Specific Methods of How to Help Your Child Buy a House
Retirees- The Bank of Mum & Dad
Many older Australian homeowners, especially retirees of the infamous baby boomer’s generation now face becoming the ‘bank of Mum & Dad’ (or in some cases ‘grandparents-bank’). We’ve listed some tips specifically about how to help without being financially disadvantaged (or totally ruined) in the process
Increased Deposit by Gifting Cash or Non-Genuine Savings
To boost savings, additional money can be gifted directly into the account but must be done so that the funds have been sitting in the account for at least three months to pass the genuine savings test executed by most banks.
Provide a Personal Loan
Another option often preferred to a deposit gift, is to provide a personal loan that is forgiven on death. This may however affect the lending criteria since any parental repayments would be considered when assessing the loan. Financial and legal advice should be sought by both parties.
Act as a Guarantor on Their Mortgage
Parents can help by using the equity in their own home and/or investment properties can take on the role of a guarantor over a portion of the loan amount. This method often increases the borrowing capacity and may remove the need to pay a deposit and/or expensive mortgage insurance.
Often banks will consider a guarantor loan of up to 20% of the mortgage and may also cover additional costs of stamp duty.
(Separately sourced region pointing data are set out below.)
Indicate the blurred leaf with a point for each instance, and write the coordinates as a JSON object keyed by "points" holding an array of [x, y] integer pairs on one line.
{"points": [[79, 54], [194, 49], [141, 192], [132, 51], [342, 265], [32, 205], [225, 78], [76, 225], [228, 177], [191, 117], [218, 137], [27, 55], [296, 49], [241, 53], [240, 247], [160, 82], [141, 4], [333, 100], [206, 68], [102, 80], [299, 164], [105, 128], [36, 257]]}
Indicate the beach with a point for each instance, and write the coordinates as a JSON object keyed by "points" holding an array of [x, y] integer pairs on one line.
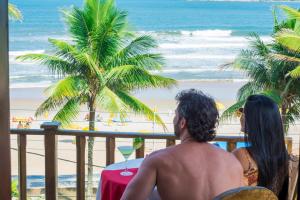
{"points": [[24, 102], [195, 38]]}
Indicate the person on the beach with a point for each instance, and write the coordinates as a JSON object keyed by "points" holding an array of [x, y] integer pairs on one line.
{"points": [[265, 160], [193, 169]]}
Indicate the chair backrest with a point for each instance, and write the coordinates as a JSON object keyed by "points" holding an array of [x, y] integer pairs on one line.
{"points": [[247, 193], [293, 177]]}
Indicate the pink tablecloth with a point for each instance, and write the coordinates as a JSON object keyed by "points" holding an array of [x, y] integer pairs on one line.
{"points": [[113, 184]]}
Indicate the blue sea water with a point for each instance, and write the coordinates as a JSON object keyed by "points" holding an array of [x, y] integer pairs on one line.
{"points": [[196, 37]]}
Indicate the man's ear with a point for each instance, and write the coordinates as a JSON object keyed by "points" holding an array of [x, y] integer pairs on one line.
{"points": [[182, 123]]}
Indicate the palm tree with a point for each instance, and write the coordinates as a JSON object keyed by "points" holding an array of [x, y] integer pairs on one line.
{"points": [[14, 13], [100, 67], [267, 76], [289, 37]]}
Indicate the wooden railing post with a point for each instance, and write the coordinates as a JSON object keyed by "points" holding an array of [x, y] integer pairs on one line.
{"points": [[170, 142], [50, 129], [80, 155], [231, 146], [5, 161], [110, 150], [22, 166], [289, 144], [140, 152]]}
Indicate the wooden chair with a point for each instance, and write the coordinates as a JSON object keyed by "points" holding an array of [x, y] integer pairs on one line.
{"points": [[293, 177], [247, 193]]}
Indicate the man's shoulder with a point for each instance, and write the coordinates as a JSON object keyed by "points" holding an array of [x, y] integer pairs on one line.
{"points": [[160, 156]]}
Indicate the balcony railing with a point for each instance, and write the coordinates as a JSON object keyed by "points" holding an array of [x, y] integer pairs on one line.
{"points": [[51, 131]]}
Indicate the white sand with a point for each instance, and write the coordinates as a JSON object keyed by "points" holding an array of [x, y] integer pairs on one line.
{"points": [[25, 101]]}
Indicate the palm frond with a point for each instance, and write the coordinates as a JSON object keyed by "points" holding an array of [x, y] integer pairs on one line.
{"points": [[248, 89], [231, 111], [68, 87], [291, 12], [55, 64], [132, 77], [295, 73], [285, 58], [289, 39], [109, 101], [80, 25]]}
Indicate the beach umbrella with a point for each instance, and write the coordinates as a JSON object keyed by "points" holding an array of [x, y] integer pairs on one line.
{"points": [[220, 106]]}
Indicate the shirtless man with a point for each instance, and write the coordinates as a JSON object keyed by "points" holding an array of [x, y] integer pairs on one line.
{"points": [[194, 169]]}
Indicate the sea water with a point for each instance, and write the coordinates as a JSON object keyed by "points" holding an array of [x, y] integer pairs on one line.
{"points": [[195, 37]]}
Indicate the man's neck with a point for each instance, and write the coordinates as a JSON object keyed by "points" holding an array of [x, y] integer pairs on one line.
{"points": [[186, 137]]}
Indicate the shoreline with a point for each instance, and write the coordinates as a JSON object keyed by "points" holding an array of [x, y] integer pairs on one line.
{"points": [[163, 100]]}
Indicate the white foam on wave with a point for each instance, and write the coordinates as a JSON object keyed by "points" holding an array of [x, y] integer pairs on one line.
{"points": [[209, 33], [199, 56], [198, 46], [32, 75], [19, 53], [41, 84]]}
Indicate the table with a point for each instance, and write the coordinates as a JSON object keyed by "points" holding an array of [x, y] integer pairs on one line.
{"points": [[131, 165]]}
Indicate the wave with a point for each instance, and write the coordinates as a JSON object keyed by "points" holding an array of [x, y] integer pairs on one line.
{"points": [[197, 46], [31, 76], [202, 33], [41, 84], [39, 38], [210, 33], [192, 70], [195, 56], [19, 53]]}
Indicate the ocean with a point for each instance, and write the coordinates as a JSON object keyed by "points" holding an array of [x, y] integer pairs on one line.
{"points": [[195, 37]]}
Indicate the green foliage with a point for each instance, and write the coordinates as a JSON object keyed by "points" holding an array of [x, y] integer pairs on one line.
{"points": [[103, 63], [289, 37], [101, 66], [14, 13], [272, 69]]}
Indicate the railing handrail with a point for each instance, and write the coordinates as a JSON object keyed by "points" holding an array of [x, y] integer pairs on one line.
{"points": [[50, 131]]}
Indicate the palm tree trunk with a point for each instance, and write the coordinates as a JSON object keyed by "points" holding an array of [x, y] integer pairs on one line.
{"points": [[90, 150], [283, 116]]}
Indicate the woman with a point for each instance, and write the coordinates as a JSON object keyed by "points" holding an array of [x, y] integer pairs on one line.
{"points": [[265, 160]]}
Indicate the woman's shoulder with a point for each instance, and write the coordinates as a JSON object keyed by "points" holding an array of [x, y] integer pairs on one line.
{"points": [[243, 156], [240, 153]]}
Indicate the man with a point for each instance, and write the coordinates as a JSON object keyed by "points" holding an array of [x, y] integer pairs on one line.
{"points": [[193, 169]]}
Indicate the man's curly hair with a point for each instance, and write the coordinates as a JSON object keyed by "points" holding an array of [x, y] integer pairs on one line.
{"points": [[200, 112]]}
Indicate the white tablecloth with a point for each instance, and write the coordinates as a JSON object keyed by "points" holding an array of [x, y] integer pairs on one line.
{"points": [[136, 163]]}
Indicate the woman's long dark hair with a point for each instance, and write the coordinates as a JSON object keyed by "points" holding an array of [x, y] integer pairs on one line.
{"points": [[265, 136]]}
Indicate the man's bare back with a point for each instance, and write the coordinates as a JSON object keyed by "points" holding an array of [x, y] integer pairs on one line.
{"points": [[190, 170], [193, 169]]}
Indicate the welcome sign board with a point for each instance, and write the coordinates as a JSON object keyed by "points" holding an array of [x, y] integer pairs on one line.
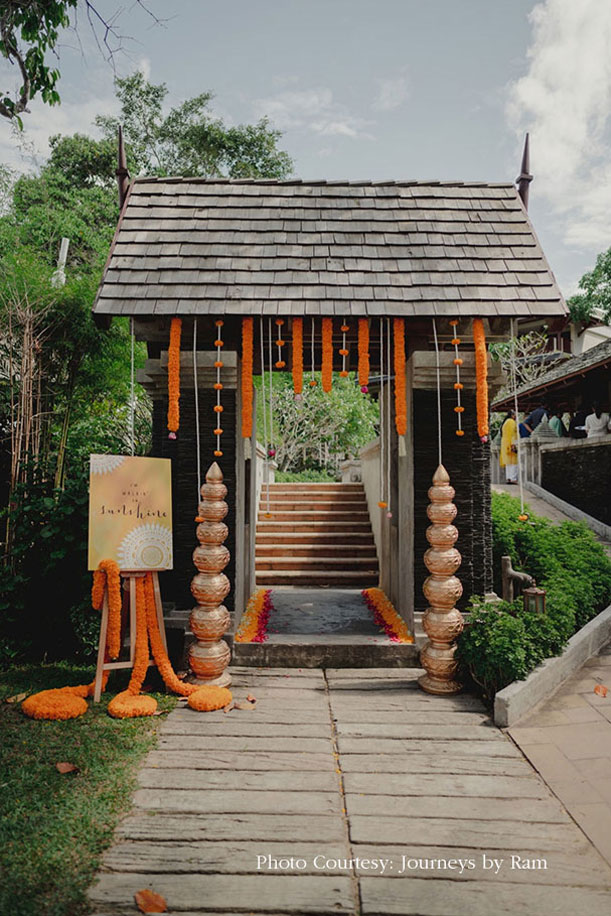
{"points": [[130, 512]]}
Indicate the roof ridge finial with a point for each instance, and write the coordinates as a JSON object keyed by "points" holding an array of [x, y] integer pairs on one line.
{"points": [[524, 178], [122, 172]]}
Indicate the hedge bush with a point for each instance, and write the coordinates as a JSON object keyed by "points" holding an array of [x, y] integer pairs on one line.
{"points": [[503, 642]]}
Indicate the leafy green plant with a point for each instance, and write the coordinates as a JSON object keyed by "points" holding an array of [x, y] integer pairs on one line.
{"points": [[504, 643]]}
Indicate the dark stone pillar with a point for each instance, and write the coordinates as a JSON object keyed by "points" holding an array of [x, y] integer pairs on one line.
{"points": [[182, 452]]}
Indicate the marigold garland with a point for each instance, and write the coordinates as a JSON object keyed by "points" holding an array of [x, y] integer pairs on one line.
{"points": [[364, 354], [174, 377], [209, 698], [327, 354], [247, 385], [385, 615], [107, 576], [253, 626], [399, 359], [297, 353], [481, 378]]}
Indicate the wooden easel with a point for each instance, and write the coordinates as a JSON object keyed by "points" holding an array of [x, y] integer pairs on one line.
{"points": [[103, 666]]}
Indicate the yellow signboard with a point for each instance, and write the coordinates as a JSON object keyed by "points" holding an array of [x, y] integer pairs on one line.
{"points": [[130, 512]]}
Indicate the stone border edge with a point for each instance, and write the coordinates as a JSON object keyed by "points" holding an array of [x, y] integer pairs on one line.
{"points": [[519, 697]]}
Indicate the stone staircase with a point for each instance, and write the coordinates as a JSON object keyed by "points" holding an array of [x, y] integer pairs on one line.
{"points": [[319, 534]]}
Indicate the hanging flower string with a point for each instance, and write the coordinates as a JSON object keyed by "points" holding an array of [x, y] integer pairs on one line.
{"points": [[107, 576], [327, 354], [247, 384], [218, 386], [344, 350], [69, 702], [382, 503], [297, 353], [174, 377], [458, 386], [280, 362], [385, 616], [481, 378], [313, 381], [364, 354], [255, 620], [400, 394]]}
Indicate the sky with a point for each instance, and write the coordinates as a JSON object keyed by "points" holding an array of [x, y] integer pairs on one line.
{"points": [[378, 89]]}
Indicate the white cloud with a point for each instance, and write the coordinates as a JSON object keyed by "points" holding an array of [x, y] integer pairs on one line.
{"points": [[310, 109], [564, 99], [393, 92]]}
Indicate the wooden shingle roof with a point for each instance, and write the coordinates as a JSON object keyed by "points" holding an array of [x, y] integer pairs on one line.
{"points": [[198, 246]]}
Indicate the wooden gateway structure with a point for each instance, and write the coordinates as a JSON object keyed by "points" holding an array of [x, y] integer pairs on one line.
{"points": [[212, 249]]}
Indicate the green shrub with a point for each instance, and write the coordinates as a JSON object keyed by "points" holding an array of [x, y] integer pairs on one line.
{"points": [[503, 642]]}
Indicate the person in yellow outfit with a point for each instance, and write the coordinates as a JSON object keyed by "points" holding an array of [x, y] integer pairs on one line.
{"points": [[508, 457]]}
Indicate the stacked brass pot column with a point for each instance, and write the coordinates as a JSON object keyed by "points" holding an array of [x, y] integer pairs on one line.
{"points": [[210, 620], [442, 621]]}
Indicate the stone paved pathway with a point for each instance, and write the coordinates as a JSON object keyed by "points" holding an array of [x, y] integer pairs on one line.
{"points": [[567, 738], [347, 765]]}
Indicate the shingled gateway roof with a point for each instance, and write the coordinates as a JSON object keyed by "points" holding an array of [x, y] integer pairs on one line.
{"points": [[197, 246]]}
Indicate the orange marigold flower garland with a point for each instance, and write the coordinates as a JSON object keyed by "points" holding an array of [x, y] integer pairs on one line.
{"points": [[364, 354], [128, 703], [481, 378], [174, 377], [254, 622], [458, 386], [107, 576], [297, 352], [218, 387], [247, 386], [327, 354], [399, 359], [385, 615]]}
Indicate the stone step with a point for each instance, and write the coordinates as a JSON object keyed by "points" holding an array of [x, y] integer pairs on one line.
{"points": [[322, 563], [314, 538], [271, 524], [326, 653], [317, 577], [313, 515], [317, 550]]}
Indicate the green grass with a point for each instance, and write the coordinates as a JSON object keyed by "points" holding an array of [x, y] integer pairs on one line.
{"points": [[53, 827]]}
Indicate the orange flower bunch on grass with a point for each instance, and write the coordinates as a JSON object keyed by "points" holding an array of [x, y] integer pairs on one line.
{"points": [[385, 615], [297, 353], [253, 625], [327, 354], [481, 378], [247, 388], [399, 359], [174, 377], [364, 355]]}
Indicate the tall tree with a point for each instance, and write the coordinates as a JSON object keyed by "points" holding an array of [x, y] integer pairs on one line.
{"points": [[189, 140]]}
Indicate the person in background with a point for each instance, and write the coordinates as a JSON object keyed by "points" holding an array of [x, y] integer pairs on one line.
{"points": [[577, 426], [533, 419], [556, 423], [597, 423], [508, 456]]}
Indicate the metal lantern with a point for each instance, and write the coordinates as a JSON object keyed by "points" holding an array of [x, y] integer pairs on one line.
{"points": [[534, 599]]}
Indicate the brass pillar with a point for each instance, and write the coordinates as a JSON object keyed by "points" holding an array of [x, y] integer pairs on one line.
{"points": [[210, 620]]}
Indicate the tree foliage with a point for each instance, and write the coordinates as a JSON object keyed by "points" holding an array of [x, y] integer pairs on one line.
{"points": [[595, 292], [318, 430], [189, 140]]}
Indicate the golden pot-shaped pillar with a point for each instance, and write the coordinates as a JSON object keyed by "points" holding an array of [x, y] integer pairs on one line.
{"points": [[210, 620], [442, 621]]}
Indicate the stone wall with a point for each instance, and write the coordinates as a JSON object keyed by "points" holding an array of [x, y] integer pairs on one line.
{"points": [[181, 451], [580, 475], [467, 461]]}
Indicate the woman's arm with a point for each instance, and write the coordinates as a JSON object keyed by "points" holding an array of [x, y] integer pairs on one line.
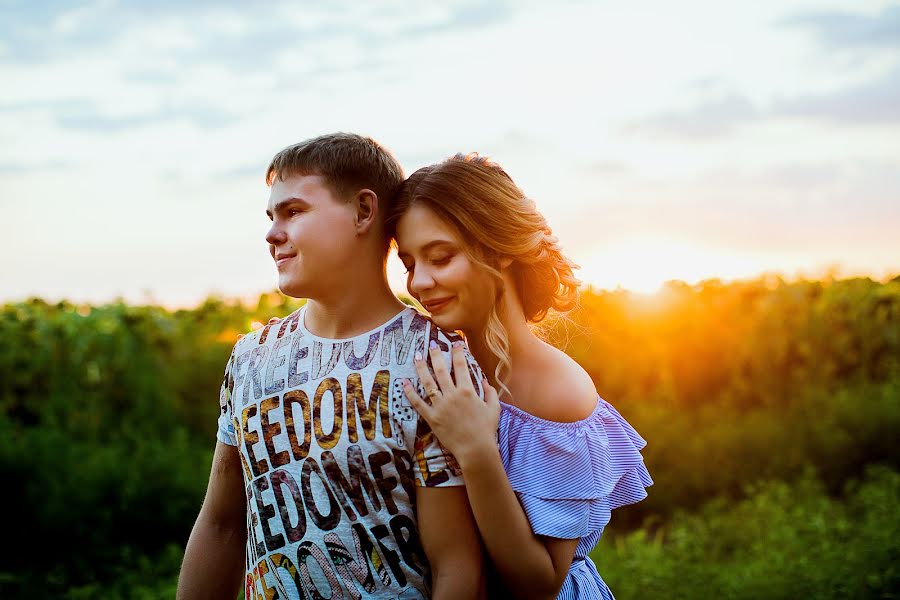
{"points": [[450, 539], [531, 566]]}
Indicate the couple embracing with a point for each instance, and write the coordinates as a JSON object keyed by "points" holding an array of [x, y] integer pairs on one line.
{"points": [[367, 450]]}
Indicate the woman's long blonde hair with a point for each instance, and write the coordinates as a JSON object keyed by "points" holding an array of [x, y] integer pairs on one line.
{"points": [[489, 211]]}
There are risks though— in a default situation, to cover any shortfall, the banks may pursue the parents for 20% of the loan amount after the property is sold. In some instances, banks will recoup their costs through the sale of the guarantor’s own property. It may not be a viable option for people with only the family home as their sole asset; but an ideal strategy for those with additional investment properties.
Think Outside the Box
Another financial assistance option to help your adult kids on to the property ladder is to buy an investment property which could initially be rented out, and later at a mutually suitable time, the title transferred to the adult child or family member.
Recapping the Importance Basic Budgeting & Savings Skills
Sometimes being generous with money is not a good idea but is disastrous all round! There are some adults that refuse to stand on their own two feet, leaching off their parents and are totally irresponsible. Without resorting to well-meaning nosiness or downright, unwelcome parental intrusion; it’s important to contemplate how their financial habits and track record will impact if things go belly-up.
The last thing comfortable retirees need is to find that their own wealth position is severely negatively impacted because of their irresponsible adult-children. You may be better off ensuring that they know how to save and budget their money before you go helping them out.
Here are a couple of helpful ways to financially assist without directly risking any hard cash or assets—
- Allow your adult / family member to live at home rent-free for a specific period to save a higher deposit.
- Look after grandchildren so the money on child-care fees can also be saved.